If it is the old catalytic style of Coleman heater, you fill it up then turn it over until you get a wet spot on the screen. Then you light that and capillary attraction takes over.
Don't use them in an closed space, like a sealed up tent. They use up all the air and "will" kill you. Always leave a window open a little so there is an exchange of air.


----------



## fj45lv

Hi all, Metalbasher is absolutely correct about the carbon monoxide killing you in an enclosed, unvented space. A cousin of mine died many years ago this way. He had just started a job as a security guard and it was his first night on the job. Fired one of these up in a car. Very sad. This typ of heater is best used where there is good ventilation. 

When you are cold you may turn to desperate measures, psychologically, a cold house or environment to most people is ver unsettling. I knew another guy that was unemployed with a wife and child. Fired up his CHARCOAL barbecue IN the house. They survivied.
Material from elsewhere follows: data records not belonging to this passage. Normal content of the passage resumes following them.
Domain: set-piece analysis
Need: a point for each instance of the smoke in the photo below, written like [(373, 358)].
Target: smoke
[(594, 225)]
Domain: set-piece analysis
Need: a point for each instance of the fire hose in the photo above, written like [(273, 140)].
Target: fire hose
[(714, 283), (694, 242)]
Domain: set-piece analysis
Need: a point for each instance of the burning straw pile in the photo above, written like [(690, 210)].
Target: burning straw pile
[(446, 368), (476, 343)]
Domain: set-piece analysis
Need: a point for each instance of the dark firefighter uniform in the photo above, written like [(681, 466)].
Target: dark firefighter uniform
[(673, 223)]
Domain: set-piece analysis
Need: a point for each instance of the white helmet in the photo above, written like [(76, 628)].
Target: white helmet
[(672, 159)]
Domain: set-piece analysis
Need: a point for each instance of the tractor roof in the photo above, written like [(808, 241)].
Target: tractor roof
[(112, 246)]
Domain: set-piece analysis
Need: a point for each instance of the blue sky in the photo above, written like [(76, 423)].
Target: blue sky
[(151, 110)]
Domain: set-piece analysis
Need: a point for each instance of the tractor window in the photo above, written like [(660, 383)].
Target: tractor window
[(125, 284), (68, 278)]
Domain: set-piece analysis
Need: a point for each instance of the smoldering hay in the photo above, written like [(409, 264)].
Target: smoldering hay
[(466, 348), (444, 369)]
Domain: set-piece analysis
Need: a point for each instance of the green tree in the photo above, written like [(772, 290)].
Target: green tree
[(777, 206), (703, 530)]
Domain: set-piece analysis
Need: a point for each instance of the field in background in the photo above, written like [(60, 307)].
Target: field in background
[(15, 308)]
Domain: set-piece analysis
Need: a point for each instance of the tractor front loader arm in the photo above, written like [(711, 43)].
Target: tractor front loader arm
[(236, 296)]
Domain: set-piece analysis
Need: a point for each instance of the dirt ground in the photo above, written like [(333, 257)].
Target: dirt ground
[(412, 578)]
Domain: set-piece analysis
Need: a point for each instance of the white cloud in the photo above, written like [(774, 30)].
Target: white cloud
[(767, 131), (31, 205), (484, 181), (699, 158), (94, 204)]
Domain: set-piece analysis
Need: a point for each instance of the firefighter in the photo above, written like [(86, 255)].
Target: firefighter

Good idea to always have blankets, and heavier clothing to layer for a worst case scenario. Not comfortable, but uses no fuel, and is affordable, and is almost always available. 

Rubbing alcohol should not be used to start a catalytic heater, it, it is usually about 50% water.


----------



## telegramsam

Would a propane lantern also create alot of carbon monoxide?


----------



## rico567

I have the old green Coleman catalytic heater, a 5K BTU model, I believe. Used to belong to my uncle. It's quite handy, and should be used with Coleman fuel (also used to start it). I suspect it could be used with unleaded gasoline, i.e., I don't believe there'd be anything in it that would poison the catalyst, as the lead in the old-style gas would have. However, I've never used mine with anything except Coleman fuel. You fill the tank with the heater COLD, then you pour a few ounces of fuel on the dome and light it. That gets things going pretty quickly, and in 10 minutes or so you should have a nice glow in the dark from the dome and good heat. As has been mentioned, you never, EVER use any type of heater indoors that employs regular combustion, i.e, which uses oxygen. It will use up all the available oxygen, but the CO (carbon monoxide), produced by incomplete combustion as the oxygen supply dwindles, will probably kill you before you suffocate.


----------



## ovation

*coleman catalytic heater*

Catalytic heaters don't produce CO, they produce CO2 and H2O. They don't burn a flame, they oxidize their fuel at a temperature that doesn't break CO2 down to CO.


----------



## Magus

modestmoose said:


> I have a very old Coleman heater that uses Coleman fuel. I haven't been able to figure out how to light it. It does not have a pump up like my lantern and I don't see where to light it???? Any help??


This will sound like a stupid question,but what color is it?red or green?
If memory serves,the red ones were kerosene fuled,white gas will make them go boom!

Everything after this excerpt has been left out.